We would all like to have a flatter stomach, a six pack or even a four pack on our midsection. Training your abs can be done once per week with more volume or more frequently through the week with less volume. Each way works different for every individual. Never forget the most important factor to getting your abs visible is your diet and your eating habits. If you want true fat loss then training your abs is only the beginning. It starts with your diet and never forget that abs are made in the kitchen!
The first exercise I would like to highlight is the plank. Why are planks so beneficial? These really engage the stabilizers of your core from front to back. If you are doing these correctly then you would have your hips and pelvis in the correct position. Your tailbone should be pointing down towards the floor and you are contracting your glutes. Your lower back should not be arched. If your lower back is arched, then you aren't engaging your abdominals correctly and your hips are in the wrong position and you might start feeling back pain. Keep your abdominals drawn in tightly and keep your butt down. Keep your elbows directly under your shoulders.

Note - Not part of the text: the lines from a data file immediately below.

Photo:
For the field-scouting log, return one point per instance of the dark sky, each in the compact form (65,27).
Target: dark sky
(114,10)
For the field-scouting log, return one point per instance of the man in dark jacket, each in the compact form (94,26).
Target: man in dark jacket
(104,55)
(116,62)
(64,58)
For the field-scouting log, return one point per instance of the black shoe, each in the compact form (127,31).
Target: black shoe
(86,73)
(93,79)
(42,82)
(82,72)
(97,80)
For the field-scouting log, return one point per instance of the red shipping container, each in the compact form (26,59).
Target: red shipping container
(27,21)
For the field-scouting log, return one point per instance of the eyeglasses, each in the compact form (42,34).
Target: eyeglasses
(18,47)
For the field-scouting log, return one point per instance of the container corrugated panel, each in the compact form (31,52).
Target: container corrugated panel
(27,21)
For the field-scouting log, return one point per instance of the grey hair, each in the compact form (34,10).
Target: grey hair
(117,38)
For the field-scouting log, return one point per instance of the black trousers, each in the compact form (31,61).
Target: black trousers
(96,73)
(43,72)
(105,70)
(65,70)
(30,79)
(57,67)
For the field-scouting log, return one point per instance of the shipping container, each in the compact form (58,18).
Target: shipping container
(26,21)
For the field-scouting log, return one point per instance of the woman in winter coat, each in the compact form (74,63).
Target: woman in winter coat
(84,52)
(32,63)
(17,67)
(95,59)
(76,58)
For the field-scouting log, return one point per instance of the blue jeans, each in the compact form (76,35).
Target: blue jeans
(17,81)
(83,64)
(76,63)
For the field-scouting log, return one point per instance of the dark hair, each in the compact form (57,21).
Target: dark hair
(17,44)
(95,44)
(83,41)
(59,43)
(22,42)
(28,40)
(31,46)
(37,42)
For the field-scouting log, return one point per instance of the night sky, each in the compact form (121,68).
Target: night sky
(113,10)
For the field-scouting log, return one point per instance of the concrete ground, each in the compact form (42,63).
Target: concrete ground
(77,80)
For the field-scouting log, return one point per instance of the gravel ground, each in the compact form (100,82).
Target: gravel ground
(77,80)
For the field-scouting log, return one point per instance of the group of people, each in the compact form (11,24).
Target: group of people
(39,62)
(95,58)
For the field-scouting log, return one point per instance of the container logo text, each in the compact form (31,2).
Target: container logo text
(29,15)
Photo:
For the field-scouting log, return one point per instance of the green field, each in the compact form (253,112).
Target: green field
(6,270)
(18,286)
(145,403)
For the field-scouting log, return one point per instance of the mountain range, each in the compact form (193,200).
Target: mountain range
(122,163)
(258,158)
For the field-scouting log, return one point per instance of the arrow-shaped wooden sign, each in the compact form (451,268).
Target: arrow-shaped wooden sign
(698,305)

Next we will go over the ball crunch. The ball crunch is better than the basic floor crunch. These have more benefits for your abs then being on the flat ground. You are recruitin gmore stabilizers and recruiting more muscle fibers, but sitting on the stability ball or the bosu ball. More unstable environment will get you better stability and a stronger core. these are very effective for the abs. Always exhale as you cantract the abs and inhale on the way down and make sure you go through the full range of motion. Use a slow and controlled movement and avoid using any momentum on these. Go for 3-4 sets of 15-25 reps . These are a killer ab workout.
Last but not least we will go over leg lifts. Leg lifts are great for the lower abdominals and strengthening the hip flexors. Make sure you stretch your hip flexors frequently. If you have a desk job and you are sitting for a good amount of time, then theres a good chance you have over active hip flexors and this can cause a lot of pain, particularly in the lower back area. The kneeling hip flexor stretch is very effective for this. Hold this stretch for 20-30 seconds on each side. Kneel down on one knee and raise the same arm of the knee that is on the ground in the air. When you are doing leg lifts for your abs you can lie down on you rback and place your hands wiht your palms facing the ground for stability. Lift the legs up into the air while you exhale and then slowly lower your legs back to the ground while you inhale. Aim for 3-4 sets of 12-15 reps. When you are finished you can go into the cobra stretch and hold for 30 to 60 seconds.
Try incorporating these movements into you ab workouts and you are really going to get a lot out of these. These are three of my favorite ab exercises that I add into my workout routine every week.